Notice that, even if we collected infinite data, our aleotoric uncertainty would never disappear. Said another way, if we want to predict $y$ given a new value of $x$, our prediction accuracy will be limited by our amount of aleotoric uncertainty. This source of uncertainty is captured by $\sigma^2$ in our linear model (Equation \ref{eq:linear_model}).

Bayesian vs. Frequentist uncertainty

The way we think about epistemic and aleotoric uncertainty is slightly different between frequentist and Bayesian realms. Above, we took a frequentist approach, modeling the data as random samples from a linear model. Our epistemic uncertainty was hard-coded into the model in that case.

In a Bayesian approach, our epistemic uncertainty is also partially encoded in the prior distribution. To see this, let’s put a Bayesian spin on our previous linear model. Let’s now consider the following model:

\begin{align} y &= x \beta + \epsilon \\ \beta &\sim \mathcal{N}(0, 1) \\ \epsilon &\sim \mathcal{N}(0, \sigma^2). \end{align}

The only difference between this model and the previous one is that now we have a distribution over our regression coefficient $\beta$. A Bayesian would then perform inference by computing the posterior of $\beta$ given the data. In this simple model, the posterior has a closed form. Let $\mathbf{x} = (x_1, \cdots, x_n)^\top$ and $\mathbf{y} = (y_1, \cdots, y_n)^\top$ be vectors containing the data. Then the posterior is given by:

\[\beta | \mathbf{x}, \mathbf{y} \sim \mathcal{N}\left(\frac{\mathbf{x}^\top \mathbf{y}}{\sigma^2 + \mathbf{x}^\top \mathbf{x}}, \frac{1}{1 + \frac{1}{\sigma^2} \mathbf{x}^\top \mathbf{x}}\right).\]

Let’s visualize the posterior for $\beta$ as the dataset size increases. Below, in the left panel we plot a streaming dataset, where the dataset size increases from $1$ to $100$. In blue, we plot the line given by the posterior mean for $\beta$. In the right panel, we show the posterior $p(\beta | \mathbf{x}, \mathbf{y})$ for each dataset. The true value of $\beta^\star=0.6$ is shown by a green dashed line.

We can see that the posterior contracts around $\beta^\star$ as the dataset size increases. We can roughly think of the width of this posterior as an estimate of the magnitude of our epistemic uncertainty. As we observe more data, we become more and more certain about the true model, meaning that our epistemic uncertainty declines (and eventually vanishes).

Debate over usefulness of distinction

There is some debate over the usefulness and aptness of the distinction between epistemic and aleotoric uncertainty. Some people argue that all uncertainty is simply a product of having incomplete information about some phenomenon, and that any distinction between two types of missing information is a false dichotomy. It is relatively uncontroversial that epistemic uncertainty arises from incomplete information. After all, we saw that as we get more data (information), this type of uncertainty disappears.

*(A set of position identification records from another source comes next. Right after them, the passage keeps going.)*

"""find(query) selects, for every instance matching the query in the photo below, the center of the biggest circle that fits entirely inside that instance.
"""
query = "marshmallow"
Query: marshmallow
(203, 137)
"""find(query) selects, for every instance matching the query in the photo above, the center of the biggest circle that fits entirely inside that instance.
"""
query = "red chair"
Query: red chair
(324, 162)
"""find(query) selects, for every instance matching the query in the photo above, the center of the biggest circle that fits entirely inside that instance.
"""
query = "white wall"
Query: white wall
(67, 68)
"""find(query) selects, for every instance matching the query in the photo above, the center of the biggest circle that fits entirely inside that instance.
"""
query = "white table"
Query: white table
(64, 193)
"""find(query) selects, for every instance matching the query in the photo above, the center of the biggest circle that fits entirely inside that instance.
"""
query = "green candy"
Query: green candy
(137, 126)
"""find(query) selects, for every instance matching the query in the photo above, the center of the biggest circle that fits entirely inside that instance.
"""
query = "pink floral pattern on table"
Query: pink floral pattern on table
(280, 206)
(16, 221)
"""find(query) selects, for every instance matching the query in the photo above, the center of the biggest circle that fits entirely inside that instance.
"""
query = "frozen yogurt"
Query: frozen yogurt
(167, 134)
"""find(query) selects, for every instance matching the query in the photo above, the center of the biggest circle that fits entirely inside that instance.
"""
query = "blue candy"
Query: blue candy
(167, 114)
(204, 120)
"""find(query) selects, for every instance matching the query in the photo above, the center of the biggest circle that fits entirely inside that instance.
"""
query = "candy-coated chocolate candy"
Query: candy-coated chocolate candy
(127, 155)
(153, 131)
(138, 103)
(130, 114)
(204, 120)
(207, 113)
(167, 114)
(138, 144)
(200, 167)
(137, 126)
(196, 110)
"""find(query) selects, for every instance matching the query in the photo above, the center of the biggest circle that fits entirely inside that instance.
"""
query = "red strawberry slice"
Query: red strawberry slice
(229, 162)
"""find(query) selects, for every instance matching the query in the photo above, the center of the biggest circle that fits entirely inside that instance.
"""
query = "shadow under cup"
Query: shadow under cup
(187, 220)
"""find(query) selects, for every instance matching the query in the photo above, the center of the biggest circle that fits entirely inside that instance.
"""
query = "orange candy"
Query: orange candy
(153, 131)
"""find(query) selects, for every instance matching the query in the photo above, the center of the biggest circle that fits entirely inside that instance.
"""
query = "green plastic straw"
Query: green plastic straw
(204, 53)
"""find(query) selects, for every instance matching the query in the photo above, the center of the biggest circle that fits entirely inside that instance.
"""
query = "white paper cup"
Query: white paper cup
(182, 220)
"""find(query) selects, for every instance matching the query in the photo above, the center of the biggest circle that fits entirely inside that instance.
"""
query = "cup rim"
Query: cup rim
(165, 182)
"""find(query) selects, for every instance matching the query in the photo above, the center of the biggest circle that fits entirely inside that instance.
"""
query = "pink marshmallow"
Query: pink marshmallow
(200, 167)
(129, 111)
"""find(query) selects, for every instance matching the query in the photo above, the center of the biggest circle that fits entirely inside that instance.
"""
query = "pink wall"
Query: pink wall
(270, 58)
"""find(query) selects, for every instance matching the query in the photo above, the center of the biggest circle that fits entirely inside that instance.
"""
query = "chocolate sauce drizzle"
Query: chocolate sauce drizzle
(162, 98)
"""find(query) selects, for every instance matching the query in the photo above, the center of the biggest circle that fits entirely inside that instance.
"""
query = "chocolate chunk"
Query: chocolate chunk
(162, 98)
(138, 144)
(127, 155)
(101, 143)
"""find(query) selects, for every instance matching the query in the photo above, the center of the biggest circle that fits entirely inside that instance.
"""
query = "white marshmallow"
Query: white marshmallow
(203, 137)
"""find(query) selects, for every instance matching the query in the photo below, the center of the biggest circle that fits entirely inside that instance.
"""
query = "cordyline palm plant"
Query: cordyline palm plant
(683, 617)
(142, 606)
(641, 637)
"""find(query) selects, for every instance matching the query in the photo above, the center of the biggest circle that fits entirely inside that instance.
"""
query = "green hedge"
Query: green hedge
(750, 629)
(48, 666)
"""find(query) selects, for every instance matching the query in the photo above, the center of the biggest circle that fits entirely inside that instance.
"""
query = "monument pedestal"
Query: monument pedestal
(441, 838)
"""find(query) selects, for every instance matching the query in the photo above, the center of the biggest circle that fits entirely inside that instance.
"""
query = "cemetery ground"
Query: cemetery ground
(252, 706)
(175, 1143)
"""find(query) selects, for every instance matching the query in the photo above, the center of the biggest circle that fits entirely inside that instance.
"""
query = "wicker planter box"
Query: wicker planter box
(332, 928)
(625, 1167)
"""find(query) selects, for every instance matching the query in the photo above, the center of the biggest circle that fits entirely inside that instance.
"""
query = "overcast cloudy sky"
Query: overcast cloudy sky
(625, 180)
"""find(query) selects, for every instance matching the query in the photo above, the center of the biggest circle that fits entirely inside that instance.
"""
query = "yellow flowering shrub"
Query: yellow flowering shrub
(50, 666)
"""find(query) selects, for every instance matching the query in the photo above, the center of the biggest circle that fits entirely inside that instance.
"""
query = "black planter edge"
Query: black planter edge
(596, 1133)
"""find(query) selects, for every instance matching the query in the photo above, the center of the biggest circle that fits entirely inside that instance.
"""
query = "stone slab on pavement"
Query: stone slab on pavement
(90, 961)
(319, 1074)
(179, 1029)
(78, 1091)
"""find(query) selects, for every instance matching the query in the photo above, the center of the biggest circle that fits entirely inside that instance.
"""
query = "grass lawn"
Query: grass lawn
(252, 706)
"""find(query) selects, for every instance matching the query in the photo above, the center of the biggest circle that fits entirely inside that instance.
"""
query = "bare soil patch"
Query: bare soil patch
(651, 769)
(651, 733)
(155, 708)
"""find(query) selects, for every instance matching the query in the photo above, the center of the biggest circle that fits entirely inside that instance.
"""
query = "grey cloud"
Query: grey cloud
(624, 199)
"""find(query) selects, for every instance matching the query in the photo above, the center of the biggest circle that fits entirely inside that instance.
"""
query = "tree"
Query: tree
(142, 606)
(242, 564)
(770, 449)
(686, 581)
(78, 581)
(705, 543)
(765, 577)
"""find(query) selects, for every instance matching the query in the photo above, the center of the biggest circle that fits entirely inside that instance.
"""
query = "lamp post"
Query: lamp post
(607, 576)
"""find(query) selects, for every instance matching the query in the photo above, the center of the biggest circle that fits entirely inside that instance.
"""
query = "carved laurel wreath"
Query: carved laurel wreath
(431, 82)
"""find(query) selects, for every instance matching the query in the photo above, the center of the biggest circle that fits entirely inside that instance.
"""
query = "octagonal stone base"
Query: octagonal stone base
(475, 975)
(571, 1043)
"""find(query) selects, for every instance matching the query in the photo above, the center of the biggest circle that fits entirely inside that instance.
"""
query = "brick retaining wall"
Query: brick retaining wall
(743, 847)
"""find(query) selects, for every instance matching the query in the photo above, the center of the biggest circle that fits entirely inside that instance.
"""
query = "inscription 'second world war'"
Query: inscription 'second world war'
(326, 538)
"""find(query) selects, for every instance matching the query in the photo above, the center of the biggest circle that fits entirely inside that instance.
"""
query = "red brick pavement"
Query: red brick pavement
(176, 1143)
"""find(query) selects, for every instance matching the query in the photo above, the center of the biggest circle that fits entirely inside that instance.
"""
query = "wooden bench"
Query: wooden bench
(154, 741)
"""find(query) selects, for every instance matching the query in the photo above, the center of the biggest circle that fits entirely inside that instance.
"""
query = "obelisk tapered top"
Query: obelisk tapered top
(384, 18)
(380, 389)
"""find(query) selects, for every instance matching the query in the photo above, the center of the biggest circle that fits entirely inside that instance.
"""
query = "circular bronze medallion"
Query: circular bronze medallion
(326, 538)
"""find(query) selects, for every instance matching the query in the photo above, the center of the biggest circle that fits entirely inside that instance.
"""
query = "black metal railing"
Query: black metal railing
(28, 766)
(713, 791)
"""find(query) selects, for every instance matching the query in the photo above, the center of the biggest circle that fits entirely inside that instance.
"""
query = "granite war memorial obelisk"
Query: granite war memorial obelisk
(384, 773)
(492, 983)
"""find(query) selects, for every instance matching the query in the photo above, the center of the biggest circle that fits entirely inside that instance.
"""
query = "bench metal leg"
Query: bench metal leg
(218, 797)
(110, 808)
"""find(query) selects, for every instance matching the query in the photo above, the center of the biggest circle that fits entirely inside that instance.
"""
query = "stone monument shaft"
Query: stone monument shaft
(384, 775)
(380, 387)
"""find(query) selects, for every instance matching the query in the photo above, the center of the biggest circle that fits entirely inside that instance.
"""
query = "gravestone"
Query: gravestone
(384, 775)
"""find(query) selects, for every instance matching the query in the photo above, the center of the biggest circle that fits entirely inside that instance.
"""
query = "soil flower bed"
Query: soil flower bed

However, aleotoric uncertainty can be much more elusive context-dependent. In our linear regression example, where did the aleotoric uncertainty actually arise from. If $y$ is a noisy measurement from a physical sensor, then our aleotoric uncertainty arises because of this noise. But, assuming there is enough information in the world to eventually characterize this noise process, isn’t this just another case of incomplete information?

As we can see, the distinction between these two types of uncertainty isn’t rigid and often depends on the context of the model and the phenomenon that’s being studied. What we choose to treat as epistemic vs. aleotoric uncertainty will often depend on our goals. We may choose to model one specific relationship between a set of variables, and try to soak up any remaining variation with a “noise” model.